Süßes und Tee. Sind das Argumente, mit denen man Bürger überzeugt, dass erneut Gimmler richtige Wahl für die Rathausspitze ist? Darum gehe es ihr jetzt noch nicht, sagt die Bürgermeisterin. Der heiße Wahlkampf mit Ständen und politischen Veranstaltungen beginne für sie erst im Januar. Die Vorweihnachtszeit sei nicht geeignet, um die Leute zu sehr zu bedrängen, meint Gimmler. Offensichtlich geht es ihr jetzt erstmal darum, ihr freundliches Gesicht zu zeigen – als eine Bürgermeisterin, die nicht nur oft schmallippig sagt, dass die Gemeinde für Wünsche kein Geld hat, sondern die auch Charme versprühen kann.

Schon plakatiert

„Guten Tag, darf ich ihnen das geben?“, sagt die Bürgermeisterin mit einem Lächeln, sobald Leute mit ihren Einkäufen aus dem Markt kommen. Kein Wort über ihre Person oder die Bürgermeisterwahl. „Das steht ja auf den Tüten“, sagt Gimmler. Außerdem wüssten die meisten Schauenburger ja, dass sie die Bürgermeisterin sei. Daran dürfte kein Zweifel bestehen, denn die Bürgermeisterin hat anders als ihre Mitbewerber schon ihr Konterfei an den Straßenrändern plakatieren lassen. Auf das „Klinkenputzen“, die persönliche Vorstellung in möglichst vielen Schauenburger Haushalten, kann sie wegen ihrer Bekanntheit diesmal verzichten. Sie habe als Bürgermeisterin auch so das Ohr dicht am Bürger.
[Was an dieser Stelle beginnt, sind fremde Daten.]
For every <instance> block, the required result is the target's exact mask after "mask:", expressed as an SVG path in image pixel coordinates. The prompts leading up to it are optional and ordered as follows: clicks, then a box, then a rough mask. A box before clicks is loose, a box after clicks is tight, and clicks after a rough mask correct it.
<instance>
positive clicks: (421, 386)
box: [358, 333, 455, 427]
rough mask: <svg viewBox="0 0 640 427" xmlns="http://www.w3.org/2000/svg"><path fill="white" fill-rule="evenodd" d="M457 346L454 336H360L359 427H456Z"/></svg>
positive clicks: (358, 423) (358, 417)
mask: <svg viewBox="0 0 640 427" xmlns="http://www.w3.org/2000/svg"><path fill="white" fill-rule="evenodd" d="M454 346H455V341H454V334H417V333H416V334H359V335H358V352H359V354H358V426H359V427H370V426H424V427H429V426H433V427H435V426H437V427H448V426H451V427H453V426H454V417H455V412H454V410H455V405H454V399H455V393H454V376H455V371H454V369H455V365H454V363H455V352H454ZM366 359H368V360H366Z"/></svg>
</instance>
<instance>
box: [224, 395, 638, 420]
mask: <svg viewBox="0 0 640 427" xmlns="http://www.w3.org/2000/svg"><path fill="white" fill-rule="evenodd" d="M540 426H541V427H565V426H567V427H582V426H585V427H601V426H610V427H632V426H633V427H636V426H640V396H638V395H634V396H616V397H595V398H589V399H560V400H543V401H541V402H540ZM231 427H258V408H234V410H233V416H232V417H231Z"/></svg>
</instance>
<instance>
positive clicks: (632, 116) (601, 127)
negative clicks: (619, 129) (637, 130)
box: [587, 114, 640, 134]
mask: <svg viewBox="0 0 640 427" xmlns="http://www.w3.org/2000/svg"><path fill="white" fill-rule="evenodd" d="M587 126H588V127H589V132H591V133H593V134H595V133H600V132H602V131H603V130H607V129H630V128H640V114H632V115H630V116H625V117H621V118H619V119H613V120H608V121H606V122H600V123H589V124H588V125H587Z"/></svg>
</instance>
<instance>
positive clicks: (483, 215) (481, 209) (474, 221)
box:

Die Charme-Offensive vor dem Rewe-Markt kommt augenscheinlich an. Nur Wenige winken ab, wenn Gimmler ihnen eine Tüte Süßes entgegenhält. Eine Frau schaut belustigt auf das Teelicht hinter dem Zellophan und sagt grinsend: „Uns soll wohl ein Licht aufgehen.“

Der Vorrat an Tüten im Karton der Bürgermeisterin schmilzt nur langsam dahin, denn bei dem Schmuddelwetter macht offensichtlich nicht mal das Einkaufen Spaß. Aber es kommen ja noch eine Reihe von Adventsfeiern, wo sie Gimmler verteilen kann.